3 Blogging Lessons I learned over the years

  • Life
Photo by Brian Durano

My first blog post was dated 2007. I remember I was in Grade 6. At that time, Webs.com existed as FreeWebs, and our class section has this online space complete with a chatroom too.

If I remember it correctly, the site was seen by the school admin and was advised to be taken down, but I might be wrong on the latter part. At that time, there were no privacy issues.

That’s also the time I am learning more about the web widgets, Widgetbox and eventually the OpenSocial API… but that’s for another story.

I am here to share stories that I always remember when I remember the first few years of my blogging and the lessons I learned from it, as well as a few insights.

Blogging Lesson #1: Dealing with client materials

Around 2011, I was offered an opportunity to post material provided by a bank client, and as soon as I got the material, I posted it.

A few days later, I was asked to take the whole post down. I need to create a post about the product using my own words, and the material I got was actually for reference.

That’s my first-hand experience with client-provided material, and I learned a lot from it. If I pursued the mentality of copy-posting every client material or press release in my own space, it will become a mere billboard.

This, among other things, led me to ask people not to copy-post in a deck I presented at iBlog9 two years later.

Another story: There was this blog contest by a certain beverage brand that requires me to input their material in the overall site (pages affected). At that time, I was subscribed to an affiliate program of a certain anime podcast.

So one of the guys behind the podcast found out what I did with my blog, and called it “blatant advertising.” Eventually, the podcast’s affiliate program ended altogether.

I’m too embarrassed to mention any names as both the beverage brand and the podcast still exist, and I don’t want to open wounds on my part. It’s just that painful.

Blogging Lesson #2: Partnerships with organizations

I remember going to Trinoma for the first time to join a blogger meetup organized by Sir Az. It was a yogurt bar, and we are offered a taste test. I even thought I had to pay to taste it. I think I was in high school when the meetup happened.

This is one example of businesses organizing meetups for bloggers. Blogging is rad that time, and it was late for me to realize that I will be doing more of this in the future. If there’s one thing that overlaps my day job with my blogging career, that must be partnering with businesses or organizations.

Exchange deals are a way to get value for value, and during my days as the front-liner for Deremoe, we were sending our portfolio and proposal to event organizers, asking them if we can be partners.

Deremoe’s first event partnership was in 2012, with Ninjin Events. They had this event called Otomonogatari and one of the performing bands there is Yui for President. It’s a cute name for a band, isn’t it?

When B-Side at the Collective was alive, there was this event called the Otaku Summer Jam 2014. That’s where I met a lot of people who will eventually make names in the cosplay community. That’s also where I got introduced to the band Sadistic Massive Breakdown (SMB).

Sending media partnership proposals led me to connect to a lot of event organizers and organizations, and it still does today. Mind you, it’s easy to send proposals to organizers as media partners… but sending proposals to media as an organizer is a totally different story.

Spreading content beyond the blog itself

A bit of trivia: I have tried basically every blog platform available, from Blogger to WordPress.com to Tumblr to Medium, to even Drupal, Multiply, Xanga and Ning. I love chasing new stuff at that time.

Regardless of the platform your blog is in, what matters most is that people read your stories… or watch and listen to it.

My second deck, presented at iBlog13, is “Sharing Beyond your Blog.” This deck describes the ways to spread out content beyond having a weblog.

Nowadays, we are more focused on video content.
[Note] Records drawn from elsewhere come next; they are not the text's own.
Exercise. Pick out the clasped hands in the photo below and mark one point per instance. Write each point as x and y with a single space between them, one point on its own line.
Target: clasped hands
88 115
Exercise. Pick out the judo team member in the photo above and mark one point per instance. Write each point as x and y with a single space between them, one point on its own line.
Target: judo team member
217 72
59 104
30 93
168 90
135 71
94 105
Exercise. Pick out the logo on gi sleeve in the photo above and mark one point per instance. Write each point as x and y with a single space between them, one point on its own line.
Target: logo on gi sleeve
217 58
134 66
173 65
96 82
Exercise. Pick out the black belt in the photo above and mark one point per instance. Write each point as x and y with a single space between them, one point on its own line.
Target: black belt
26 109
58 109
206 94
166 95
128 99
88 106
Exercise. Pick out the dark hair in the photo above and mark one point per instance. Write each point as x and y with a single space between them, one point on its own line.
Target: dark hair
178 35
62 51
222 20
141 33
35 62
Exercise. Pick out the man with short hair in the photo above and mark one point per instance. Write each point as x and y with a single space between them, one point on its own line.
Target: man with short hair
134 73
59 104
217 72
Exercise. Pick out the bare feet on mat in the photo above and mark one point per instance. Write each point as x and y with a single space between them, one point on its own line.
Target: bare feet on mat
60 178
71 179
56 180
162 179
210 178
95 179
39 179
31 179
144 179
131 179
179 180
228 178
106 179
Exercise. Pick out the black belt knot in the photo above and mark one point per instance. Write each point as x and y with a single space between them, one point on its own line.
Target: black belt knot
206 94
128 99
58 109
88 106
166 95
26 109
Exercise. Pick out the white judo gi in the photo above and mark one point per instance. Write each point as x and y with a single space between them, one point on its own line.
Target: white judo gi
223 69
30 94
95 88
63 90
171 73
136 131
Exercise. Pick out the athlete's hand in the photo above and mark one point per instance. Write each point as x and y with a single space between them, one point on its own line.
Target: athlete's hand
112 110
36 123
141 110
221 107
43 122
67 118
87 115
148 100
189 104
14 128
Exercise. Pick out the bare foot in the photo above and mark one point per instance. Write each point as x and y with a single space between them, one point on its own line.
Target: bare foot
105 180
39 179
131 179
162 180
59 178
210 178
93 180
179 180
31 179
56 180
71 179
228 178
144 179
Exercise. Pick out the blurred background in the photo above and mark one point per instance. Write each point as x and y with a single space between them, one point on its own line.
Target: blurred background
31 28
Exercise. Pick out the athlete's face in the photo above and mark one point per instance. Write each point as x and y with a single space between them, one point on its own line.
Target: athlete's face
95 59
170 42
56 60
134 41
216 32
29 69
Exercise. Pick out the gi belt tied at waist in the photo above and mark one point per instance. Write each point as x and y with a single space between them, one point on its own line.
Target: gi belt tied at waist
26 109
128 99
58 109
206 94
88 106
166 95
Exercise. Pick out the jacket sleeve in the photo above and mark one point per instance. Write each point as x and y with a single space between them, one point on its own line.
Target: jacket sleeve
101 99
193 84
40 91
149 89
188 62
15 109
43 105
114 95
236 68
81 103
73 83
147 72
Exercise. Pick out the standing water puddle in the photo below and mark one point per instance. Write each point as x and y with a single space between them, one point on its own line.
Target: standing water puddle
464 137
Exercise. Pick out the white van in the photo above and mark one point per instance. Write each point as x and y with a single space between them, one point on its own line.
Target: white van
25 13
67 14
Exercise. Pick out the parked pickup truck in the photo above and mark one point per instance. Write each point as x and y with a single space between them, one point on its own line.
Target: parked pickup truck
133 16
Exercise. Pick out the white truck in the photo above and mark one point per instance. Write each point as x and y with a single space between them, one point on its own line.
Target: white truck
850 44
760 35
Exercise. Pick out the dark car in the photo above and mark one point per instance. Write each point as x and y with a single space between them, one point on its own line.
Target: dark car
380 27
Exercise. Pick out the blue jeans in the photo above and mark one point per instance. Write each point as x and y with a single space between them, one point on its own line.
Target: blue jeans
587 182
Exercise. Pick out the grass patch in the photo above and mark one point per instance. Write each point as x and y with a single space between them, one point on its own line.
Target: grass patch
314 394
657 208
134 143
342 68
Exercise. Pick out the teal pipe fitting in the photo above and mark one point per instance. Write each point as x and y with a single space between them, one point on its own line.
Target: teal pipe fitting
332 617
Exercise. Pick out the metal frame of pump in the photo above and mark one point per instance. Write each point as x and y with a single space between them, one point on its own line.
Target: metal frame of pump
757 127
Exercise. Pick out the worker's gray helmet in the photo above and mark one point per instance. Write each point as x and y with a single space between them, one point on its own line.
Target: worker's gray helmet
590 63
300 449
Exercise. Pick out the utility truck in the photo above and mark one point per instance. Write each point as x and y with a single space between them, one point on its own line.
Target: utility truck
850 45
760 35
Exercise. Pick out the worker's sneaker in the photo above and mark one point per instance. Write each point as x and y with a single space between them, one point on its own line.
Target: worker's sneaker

Facebook has successfully chewed off a part of the video pie that YouTube and even Twitch has enjoyed for so long, so the bloggers are then turning into vloggers as well.

This happens as they catch up with celebrities jumping into the online bandwagon.

On my end, I have introduced keepsakes. as an online journal composed of a weblog, videos on YouTube and Facebook, and a podcast. While the content varies from platform to platform, it is the keepsakes. brand that bands these three together.

I felt compelled to share another story as a bonus: I was at Robinsons Galleria, testing one of the websites I built on Tripod at a gadget shop. I was so young at that time that I got to talk to an actual web developer.

That guy went on to build his web design business, which still lives today.